Kasus Covid-19 Melonjak, Kabupaten Bangkalan Zona Merah

Lukman Hakim, Koran SI · Rabu 16 Juni 2021 13:25 WIB
https: img.okezone.com content 2021 06 16 519 2426040 kasus-covid-19-melonjak-kabupaten-bangkalan-zona-merah-QKvG3sLAw9.jpg Ilustrasi (Foto : Shutterstock)

SURABAYA – Melonjaknya kasus Covid-19 di Bangkalan mengakibatkan kabupaten tersebut kini berstatus zona merah alias risiko tinggi penularan Covid-19. Data Dinas Kominfo Jawa Timur (Jatim) menunjukkan, pada Selasa 15 Juni 2021, ada penambahan sebanyak 75 kasus Covid-19 di Bangkalan. Penambahan tersebut merupakan yang tertinggi di Jatim.

Hingga kemarin, jumlah total kasus Covid-19 di Bangkalan sebanyak 2.384 kasus dengan jumlah kesembuhan 1.553 orang. Sedangkan yang meninggal dunia sebanyak 232 orang. Untuk kasus aktif mencapai 599 kasus.

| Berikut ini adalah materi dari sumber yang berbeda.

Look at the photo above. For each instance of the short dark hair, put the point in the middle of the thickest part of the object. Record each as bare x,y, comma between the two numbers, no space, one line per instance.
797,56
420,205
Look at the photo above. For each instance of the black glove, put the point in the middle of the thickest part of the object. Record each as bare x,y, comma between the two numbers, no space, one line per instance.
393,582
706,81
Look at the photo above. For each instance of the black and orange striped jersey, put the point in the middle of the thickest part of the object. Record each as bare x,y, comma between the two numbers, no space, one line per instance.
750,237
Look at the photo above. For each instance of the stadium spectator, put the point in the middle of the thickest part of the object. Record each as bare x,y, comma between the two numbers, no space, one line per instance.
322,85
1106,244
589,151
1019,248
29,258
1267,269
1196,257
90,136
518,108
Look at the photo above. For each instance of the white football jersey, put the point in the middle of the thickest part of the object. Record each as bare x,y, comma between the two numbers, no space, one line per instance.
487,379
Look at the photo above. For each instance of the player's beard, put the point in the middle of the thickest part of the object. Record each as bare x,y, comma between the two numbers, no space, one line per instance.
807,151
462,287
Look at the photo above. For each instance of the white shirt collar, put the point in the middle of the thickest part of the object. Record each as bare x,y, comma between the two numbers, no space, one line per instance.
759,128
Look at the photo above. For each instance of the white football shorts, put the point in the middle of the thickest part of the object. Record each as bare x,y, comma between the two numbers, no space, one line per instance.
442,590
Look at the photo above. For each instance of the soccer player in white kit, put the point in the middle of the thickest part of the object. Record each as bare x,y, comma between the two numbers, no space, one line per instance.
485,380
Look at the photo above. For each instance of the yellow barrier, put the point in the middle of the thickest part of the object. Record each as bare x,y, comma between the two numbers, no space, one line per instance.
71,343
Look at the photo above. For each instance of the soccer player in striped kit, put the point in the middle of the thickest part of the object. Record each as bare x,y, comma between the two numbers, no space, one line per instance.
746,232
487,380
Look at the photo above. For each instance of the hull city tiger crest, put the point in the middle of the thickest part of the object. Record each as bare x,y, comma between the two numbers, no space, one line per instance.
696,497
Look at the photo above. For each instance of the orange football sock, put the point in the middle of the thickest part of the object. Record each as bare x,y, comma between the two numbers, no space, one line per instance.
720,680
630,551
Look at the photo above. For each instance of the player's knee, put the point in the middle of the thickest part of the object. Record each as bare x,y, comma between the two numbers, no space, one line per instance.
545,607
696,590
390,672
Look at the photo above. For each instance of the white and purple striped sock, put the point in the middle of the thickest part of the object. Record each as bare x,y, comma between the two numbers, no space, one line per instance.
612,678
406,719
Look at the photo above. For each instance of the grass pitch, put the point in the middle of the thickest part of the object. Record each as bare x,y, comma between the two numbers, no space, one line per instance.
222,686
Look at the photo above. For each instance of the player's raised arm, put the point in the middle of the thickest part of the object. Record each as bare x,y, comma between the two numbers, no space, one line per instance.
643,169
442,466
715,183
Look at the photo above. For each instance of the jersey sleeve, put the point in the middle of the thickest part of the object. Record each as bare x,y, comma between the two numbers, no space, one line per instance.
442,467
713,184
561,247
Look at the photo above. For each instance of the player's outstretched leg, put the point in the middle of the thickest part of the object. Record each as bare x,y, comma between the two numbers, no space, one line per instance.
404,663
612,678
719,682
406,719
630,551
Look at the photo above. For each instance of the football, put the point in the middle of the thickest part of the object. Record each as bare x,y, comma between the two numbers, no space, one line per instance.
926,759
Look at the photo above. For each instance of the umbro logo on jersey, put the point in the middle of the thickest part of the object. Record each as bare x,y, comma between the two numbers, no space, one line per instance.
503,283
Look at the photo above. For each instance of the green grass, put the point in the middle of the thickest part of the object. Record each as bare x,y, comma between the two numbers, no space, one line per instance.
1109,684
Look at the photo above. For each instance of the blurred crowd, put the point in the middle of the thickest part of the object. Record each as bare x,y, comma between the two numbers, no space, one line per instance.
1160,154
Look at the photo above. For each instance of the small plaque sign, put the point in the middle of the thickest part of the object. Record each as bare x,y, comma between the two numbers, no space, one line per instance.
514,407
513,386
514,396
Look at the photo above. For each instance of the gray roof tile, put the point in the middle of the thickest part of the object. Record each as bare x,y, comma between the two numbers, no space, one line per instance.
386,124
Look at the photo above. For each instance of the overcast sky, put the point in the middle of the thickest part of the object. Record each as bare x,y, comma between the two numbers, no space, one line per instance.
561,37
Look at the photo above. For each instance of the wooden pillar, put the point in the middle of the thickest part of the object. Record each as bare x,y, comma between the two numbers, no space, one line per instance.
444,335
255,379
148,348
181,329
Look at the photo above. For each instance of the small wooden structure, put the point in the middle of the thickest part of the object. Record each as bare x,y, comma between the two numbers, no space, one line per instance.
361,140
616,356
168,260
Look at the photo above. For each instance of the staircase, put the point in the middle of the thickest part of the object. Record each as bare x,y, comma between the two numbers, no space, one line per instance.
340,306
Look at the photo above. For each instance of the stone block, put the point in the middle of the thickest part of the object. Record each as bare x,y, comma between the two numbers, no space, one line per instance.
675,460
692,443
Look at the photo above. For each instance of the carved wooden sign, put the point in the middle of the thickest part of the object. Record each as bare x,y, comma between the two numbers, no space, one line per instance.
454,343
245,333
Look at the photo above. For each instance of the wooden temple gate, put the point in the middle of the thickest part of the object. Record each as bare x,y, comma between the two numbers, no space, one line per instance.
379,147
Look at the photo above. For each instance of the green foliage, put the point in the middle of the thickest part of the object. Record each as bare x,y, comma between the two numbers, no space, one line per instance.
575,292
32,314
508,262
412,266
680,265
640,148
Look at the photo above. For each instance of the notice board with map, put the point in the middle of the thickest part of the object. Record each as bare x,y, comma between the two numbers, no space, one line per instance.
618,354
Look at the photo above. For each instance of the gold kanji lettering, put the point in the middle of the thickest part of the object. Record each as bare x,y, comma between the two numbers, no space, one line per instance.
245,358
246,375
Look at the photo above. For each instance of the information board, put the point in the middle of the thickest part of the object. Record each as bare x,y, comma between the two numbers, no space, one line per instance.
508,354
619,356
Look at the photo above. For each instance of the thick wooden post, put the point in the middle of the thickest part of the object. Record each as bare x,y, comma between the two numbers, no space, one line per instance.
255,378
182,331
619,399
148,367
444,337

Jumlah tersebut juga merupakan yang tertinggi di Jatim.

“Kabupaten Bangkalan masuk zona merah. Ini update zonasi terbaru per 15 Juni kemarin,” kata Juru Bicara Satgas Percepatan Penanganan Covid-19 Jatim dr Makhyan Jibril, Rabu (16/6/2021).

Kabupaten Bangkalan menjadi satu-satunya daerah di Jatim yang masuk zona merah. Di Jatim sendiri, 33 kabupaten/kota masuk zona oranye Covid-19. Kemudian, ada 4 kabupaten/kota yang masuk zona kuning Covid-19. Yakni Lumajang, Kabupaten Probolinggo, Sumenep, Pamekasan. Kasus aktif Covid-19 di Jatim hingga kini tersisa sebanyak 3.221 kasus.

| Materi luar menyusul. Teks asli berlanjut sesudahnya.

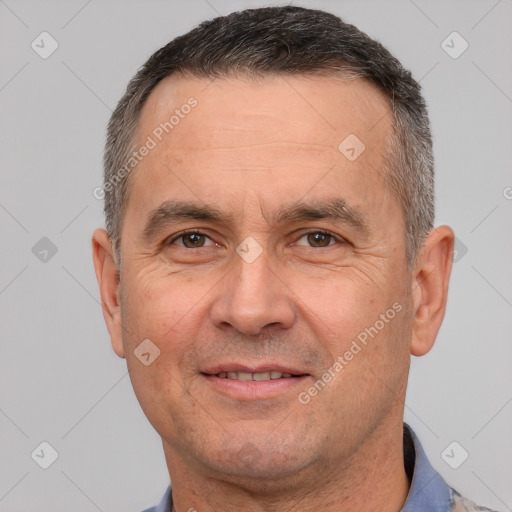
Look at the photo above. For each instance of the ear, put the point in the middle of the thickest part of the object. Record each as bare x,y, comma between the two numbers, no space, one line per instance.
108,281
430,288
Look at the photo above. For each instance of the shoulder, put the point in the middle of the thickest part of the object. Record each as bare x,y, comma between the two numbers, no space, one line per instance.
461,504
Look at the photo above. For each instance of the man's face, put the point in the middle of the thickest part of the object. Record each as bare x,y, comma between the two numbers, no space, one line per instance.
299,249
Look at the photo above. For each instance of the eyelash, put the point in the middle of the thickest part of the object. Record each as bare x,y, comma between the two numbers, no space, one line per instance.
319,231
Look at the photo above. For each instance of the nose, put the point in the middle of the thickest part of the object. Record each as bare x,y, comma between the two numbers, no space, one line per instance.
252,297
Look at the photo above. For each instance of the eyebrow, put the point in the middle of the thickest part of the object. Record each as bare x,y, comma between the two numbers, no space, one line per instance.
336,209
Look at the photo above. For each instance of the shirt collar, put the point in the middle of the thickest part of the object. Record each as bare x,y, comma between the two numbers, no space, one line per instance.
428,491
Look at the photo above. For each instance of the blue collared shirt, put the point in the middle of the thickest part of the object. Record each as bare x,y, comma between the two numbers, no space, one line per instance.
428,491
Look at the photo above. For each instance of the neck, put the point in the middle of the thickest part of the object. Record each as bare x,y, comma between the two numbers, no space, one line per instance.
372,478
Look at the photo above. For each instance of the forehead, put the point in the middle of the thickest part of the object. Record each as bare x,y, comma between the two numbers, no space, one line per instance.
209,136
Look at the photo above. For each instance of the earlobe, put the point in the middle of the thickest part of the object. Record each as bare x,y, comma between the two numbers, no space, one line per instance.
430,288
108,281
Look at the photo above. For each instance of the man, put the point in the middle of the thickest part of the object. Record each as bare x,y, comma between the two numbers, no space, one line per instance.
270,263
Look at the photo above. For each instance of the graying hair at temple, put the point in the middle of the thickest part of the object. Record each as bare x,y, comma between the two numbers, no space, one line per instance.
286,41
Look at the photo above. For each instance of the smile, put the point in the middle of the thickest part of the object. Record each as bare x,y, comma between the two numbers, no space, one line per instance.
259,376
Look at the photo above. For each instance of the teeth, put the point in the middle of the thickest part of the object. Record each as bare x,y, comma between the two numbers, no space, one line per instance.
246,376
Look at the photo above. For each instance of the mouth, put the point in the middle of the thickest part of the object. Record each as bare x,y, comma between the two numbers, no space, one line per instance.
256,376
243,383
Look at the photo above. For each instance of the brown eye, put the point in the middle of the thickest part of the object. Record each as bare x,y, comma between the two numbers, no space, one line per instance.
317,239
192,240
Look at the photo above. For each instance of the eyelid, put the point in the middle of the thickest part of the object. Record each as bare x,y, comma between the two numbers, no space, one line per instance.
173,238
338,238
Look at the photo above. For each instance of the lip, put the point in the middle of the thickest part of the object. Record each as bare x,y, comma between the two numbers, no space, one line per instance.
267,367
254,390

“Indikator zonasi berdasarkan kasus, jumlah kematian dan kesembuhan,” kata Jibril.

Sebelumnya Gubernur Jatim Khofifah Indar Parawansa menyatakan, Pemprov Jatim bersama Polda dan Kodam V Brawijaya serta tracer kabupaten Bangkalan melakukan tracing massal di daerah-daerah zona merah di Bangkalan.

Tracing massal ini untuk menemukan kasus-kasus positif yang diduga termasuk strain mutasi. Harapannya, dengan tracing dan isolasi cepat ini bisa semakin cepat memutus mata rantai penyebaran Covid-19 di Bangkalan.

Baca Juga : Pasien Covid-19 Melonjak, Stok Plasma Konvalesen di Bekasi Habis

Tak hanya itu, Pemprov Jatim juga berkolaborasi dengan Pemkot Surabaya dan Polda Jatim untuk melakukan penyekatan di Jembatan Suramadu yang menghubungkan Surabaya dengan Madura sejak tanggal 5 Juni 2021.

“Forkopimda Jawa Timur saat ini juga telah menggandeng para para kyai, tokoh agama maupun tokoh-tokoh masyarakat yang dipercaya oleh warga Bangkalan untuk menyampaikan pesan kewaspadaan dan mengajak warga untuk patuh pada protokol kesehatan. Kami juga meminta warga untuk ikut segera dalam program vaksinasi,” tandas Khofifah.